Gold’s Strongest Months Since 1975 Are September And November
Friday, 30 August 2013
Gold quickly fell from $1,407/oz to $1,395/oz at 0800 London time despite no data of note and little corresponding movement in oil and stock markets. Profit taking and an increase in risk appetite may have contributed to the falls after the U.K. parliament voted to reject military action against Syria and fears over oil supply disruptions in the Middle East eased.
Oil prices are still heading for the largest monthly gain in a year, with Brent up more than 6% in August after unrest cut output in Libya by around 1 million barrels per day and production fell in Iraq, Nigeria and elsewhere.
The U.S. seems likely to proceed with a strike against Syria even after U.K. lawmakers rejected action which should support prices. The yellow metal reached $1,433.83/oz on August 28th, its highest since mid May on concerns that the U.S. will go to war with Syria.

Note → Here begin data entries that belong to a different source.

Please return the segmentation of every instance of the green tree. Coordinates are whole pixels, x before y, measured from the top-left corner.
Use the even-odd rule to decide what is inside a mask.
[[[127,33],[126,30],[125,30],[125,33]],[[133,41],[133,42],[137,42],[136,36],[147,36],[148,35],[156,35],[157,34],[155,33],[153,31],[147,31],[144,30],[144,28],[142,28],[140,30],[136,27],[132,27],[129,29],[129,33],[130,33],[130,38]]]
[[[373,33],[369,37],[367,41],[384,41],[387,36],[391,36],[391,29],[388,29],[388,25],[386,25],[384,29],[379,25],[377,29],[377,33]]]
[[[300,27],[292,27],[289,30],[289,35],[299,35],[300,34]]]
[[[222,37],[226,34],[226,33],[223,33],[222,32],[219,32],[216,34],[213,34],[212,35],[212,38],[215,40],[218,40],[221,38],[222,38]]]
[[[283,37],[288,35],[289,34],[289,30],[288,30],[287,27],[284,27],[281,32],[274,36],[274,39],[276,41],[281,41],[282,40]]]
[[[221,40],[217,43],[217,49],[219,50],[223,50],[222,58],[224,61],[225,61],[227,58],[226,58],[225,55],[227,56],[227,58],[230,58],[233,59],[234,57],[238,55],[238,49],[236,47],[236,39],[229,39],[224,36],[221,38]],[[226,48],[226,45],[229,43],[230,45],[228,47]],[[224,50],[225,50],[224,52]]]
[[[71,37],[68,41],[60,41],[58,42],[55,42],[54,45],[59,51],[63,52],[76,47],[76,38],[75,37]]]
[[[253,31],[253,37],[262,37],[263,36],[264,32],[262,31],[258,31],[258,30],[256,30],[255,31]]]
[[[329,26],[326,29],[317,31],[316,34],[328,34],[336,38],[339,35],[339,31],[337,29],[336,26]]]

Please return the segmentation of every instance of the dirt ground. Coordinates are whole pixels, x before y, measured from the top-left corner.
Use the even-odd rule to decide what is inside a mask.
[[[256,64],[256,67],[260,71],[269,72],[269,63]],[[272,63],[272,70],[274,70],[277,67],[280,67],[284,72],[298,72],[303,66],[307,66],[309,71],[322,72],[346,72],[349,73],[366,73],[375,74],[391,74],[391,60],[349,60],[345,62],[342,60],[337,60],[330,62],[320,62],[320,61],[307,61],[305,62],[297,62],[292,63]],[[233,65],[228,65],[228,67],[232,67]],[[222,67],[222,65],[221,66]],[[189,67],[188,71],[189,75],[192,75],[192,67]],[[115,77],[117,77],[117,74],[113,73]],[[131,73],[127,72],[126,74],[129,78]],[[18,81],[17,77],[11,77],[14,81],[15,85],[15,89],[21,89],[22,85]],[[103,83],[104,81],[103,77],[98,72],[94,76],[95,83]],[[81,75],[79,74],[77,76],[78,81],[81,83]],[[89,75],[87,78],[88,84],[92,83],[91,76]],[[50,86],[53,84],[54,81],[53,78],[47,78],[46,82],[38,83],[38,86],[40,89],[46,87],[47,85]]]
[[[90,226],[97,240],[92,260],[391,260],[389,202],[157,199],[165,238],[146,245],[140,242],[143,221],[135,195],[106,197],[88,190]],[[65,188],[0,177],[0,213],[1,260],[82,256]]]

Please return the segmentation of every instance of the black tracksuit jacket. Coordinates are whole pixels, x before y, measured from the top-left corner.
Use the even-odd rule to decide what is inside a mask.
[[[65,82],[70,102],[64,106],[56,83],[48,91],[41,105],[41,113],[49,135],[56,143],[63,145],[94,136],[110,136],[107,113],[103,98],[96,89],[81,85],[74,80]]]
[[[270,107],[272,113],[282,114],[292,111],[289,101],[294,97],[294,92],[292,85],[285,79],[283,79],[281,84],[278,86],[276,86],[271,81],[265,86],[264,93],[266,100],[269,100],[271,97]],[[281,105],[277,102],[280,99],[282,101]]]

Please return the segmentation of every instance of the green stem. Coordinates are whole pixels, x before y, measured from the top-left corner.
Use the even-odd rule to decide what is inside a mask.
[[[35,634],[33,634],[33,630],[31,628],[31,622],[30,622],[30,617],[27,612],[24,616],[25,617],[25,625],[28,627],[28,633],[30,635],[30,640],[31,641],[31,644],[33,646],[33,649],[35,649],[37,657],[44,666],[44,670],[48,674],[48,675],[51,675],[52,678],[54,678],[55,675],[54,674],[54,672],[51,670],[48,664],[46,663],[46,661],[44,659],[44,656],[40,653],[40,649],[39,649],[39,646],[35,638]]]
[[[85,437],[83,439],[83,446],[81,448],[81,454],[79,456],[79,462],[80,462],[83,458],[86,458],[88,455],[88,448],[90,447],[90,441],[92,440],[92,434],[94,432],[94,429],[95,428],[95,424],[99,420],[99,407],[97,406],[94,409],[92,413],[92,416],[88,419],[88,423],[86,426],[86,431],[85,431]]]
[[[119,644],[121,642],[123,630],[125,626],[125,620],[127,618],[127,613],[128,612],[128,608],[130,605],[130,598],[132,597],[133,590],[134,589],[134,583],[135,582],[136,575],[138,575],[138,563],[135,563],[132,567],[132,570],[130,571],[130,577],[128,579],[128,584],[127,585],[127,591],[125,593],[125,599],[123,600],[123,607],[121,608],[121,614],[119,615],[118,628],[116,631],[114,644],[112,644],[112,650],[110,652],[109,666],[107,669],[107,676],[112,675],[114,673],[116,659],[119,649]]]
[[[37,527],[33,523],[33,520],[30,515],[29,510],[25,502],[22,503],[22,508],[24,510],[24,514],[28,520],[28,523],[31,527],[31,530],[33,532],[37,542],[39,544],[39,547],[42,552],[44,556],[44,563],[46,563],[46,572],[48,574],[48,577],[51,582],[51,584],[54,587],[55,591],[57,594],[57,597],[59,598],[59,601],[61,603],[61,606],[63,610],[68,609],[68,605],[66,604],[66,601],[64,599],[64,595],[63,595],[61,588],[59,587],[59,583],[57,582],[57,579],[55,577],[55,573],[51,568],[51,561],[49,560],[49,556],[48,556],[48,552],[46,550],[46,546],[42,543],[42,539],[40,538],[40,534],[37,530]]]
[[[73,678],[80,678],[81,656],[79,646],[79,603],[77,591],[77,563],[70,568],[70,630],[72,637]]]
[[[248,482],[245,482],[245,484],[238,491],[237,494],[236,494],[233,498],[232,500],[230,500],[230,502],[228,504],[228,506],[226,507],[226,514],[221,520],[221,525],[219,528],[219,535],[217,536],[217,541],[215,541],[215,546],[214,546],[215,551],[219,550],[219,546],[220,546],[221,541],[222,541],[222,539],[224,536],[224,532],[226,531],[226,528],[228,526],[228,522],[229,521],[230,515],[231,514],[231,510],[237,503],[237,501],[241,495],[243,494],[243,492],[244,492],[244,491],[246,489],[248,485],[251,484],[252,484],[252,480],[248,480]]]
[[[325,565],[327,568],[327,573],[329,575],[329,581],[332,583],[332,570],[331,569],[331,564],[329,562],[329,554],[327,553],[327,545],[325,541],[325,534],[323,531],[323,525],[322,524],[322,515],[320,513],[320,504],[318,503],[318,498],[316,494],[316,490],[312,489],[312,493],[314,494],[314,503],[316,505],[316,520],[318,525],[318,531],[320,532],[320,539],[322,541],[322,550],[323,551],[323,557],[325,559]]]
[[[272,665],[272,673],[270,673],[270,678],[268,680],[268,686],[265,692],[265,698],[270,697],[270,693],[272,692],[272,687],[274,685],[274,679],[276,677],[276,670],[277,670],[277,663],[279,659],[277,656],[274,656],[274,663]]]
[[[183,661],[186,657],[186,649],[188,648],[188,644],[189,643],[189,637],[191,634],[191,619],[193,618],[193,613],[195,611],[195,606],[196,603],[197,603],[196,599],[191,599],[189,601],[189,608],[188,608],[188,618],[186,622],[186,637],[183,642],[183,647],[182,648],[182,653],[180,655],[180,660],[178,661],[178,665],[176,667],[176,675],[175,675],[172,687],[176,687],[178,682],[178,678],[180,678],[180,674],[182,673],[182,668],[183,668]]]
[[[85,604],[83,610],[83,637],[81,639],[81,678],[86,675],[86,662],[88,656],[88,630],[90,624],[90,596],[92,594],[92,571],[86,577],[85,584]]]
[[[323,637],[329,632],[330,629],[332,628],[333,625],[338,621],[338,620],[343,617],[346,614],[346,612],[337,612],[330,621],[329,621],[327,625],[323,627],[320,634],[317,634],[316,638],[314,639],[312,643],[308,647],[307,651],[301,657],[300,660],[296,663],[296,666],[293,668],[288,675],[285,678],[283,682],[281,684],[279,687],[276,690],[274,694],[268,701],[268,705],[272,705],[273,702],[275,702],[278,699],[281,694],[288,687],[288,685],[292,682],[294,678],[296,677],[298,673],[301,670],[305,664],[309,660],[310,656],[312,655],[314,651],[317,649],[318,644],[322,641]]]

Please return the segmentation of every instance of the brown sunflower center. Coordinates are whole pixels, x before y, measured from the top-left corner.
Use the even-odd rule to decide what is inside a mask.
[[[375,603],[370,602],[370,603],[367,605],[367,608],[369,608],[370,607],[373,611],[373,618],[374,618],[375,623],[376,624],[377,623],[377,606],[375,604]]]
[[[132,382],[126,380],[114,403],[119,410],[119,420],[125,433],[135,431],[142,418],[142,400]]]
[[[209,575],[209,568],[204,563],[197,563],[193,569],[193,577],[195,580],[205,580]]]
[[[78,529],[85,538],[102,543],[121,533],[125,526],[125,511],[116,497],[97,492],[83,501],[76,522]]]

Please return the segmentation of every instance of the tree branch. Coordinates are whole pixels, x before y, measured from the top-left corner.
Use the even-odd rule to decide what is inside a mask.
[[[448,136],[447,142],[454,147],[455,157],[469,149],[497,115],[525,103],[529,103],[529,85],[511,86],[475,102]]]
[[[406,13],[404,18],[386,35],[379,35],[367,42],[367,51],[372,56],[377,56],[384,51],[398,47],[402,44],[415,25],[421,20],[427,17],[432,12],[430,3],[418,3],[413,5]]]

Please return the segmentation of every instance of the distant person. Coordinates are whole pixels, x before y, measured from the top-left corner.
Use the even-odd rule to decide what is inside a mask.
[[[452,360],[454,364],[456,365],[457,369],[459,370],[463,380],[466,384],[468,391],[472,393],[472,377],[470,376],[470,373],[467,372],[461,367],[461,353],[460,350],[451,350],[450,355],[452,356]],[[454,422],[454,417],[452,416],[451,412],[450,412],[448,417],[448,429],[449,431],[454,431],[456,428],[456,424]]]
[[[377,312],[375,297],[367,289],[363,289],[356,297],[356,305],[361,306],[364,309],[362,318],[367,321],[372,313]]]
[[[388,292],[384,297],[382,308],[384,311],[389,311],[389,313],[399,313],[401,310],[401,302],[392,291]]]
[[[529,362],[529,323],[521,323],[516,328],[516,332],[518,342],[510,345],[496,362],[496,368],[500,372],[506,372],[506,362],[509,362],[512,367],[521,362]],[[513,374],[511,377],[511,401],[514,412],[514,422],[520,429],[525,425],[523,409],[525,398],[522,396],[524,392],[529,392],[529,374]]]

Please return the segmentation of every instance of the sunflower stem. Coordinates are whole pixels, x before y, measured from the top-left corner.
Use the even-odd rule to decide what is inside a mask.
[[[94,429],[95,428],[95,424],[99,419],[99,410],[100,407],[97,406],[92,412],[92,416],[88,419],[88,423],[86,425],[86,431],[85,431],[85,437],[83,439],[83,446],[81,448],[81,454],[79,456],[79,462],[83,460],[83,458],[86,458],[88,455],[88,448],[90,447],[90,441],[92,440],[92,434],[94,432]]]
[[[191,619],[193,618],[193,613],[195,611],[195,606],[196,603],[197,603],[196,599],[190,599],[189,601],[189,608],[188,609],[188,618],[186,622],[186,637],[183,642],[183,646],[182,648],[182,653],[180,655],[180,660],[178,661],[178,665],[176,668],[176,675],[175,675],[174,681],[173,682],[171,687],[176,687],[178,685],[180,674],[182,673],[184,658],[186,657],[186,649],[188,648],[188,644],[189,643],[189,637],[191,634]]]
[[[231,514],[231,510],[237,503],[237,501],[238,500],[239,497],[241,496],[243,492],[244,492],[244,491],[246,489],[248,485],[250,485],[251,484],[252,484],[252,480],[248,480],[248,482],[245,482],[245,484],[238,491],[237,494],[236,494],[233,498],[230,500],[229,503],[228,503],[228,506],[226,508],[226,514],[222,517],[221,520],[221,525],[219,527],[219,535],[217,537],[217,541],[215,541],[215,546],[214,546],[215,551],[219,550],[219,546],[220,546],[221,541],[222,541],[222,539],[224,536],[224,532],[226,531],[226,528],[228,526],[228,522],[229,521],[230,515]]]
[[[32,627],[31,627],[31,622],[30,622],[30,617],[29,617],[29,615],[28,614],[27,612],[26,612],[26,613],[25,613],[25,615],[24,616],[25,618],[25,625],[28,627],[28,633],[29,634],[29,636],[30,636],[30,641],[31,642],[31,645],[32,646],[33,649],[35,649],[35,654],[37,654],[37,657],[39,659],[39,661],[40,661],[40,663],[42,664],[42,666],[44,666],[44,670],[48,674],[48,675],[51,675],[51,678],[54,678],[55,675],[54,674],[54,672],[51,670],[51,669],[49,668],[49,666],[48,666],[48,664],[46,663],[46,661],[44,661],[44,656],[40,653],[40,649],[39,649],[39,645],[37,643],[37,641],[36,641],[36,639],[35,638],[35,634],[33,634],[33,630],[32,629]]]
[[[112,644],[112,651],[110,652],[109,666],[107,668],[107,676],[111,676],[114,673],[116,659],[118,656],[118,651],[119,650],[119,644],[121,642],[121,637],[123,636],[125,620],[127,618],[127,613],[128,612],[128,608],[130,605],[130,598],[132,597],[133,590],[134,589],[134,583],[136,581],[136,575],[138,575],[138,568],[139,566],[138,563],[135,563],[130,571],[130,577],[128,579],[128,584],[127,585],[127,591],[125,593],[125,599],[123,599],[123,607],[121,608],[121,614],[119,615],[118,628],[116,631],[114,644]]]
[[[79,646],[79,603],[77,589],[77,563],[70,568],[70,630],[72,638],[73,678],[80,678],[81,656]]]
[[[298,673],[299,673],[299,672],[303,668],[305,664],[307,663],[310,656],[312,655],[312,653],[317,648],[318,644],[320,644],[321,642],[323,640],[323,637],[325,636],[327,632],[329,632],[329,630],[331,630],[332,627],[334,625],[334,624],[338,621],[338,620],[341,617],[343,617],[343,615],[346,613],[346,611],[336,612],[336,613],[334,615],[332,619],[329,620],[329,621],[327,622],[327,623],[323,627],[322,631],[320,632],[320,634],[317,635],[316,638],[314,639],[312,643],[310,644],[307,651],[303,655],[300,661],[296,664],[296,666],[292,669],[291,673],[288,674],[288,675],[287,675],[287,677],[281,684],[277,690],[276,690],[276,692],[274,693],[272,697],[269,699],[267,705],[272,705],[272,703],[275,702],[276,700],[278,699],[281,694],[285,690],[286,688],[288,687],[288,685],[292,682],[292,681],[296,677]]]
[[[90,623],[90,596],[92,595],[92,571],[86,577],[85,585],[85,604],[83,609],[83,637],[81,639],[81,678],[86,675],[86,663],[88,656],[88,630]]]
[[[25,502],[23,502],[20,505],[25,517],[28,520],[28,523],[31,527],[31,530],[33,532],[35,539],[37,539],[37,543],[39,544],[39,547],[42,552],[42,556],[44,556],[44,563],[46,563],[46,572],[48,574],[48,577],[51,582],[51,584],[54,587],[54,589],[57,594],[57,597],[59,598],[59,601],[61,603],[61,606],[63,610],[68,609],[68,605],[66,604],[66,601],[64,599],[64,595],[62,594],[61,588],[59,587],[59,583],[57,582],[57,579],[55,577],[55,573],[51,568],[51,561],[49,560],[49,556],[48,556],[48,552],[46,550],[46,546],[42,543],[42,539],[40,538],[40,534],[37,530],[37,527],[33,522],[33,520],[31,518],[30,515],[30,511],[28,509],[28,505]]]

Gold’s recent gains are primarily due to very strong physical demand globally and increasing supply issues, particularly in the LBMA gold bullion market. Syria and the increasing geopolitical uncertainty in the Middle East are creating real oil price and inflation risk which has contributed to the increased bullion buying in recent days.
As ever it is important to focus on the medium and long term drivers of the gold market:
Medium Term Market Drivers
The medium market themes guiding the market currently are as follows:
Late summer, autumn and early New Year are the seasonally strong periods for the gold market due to robust physical demand internationally.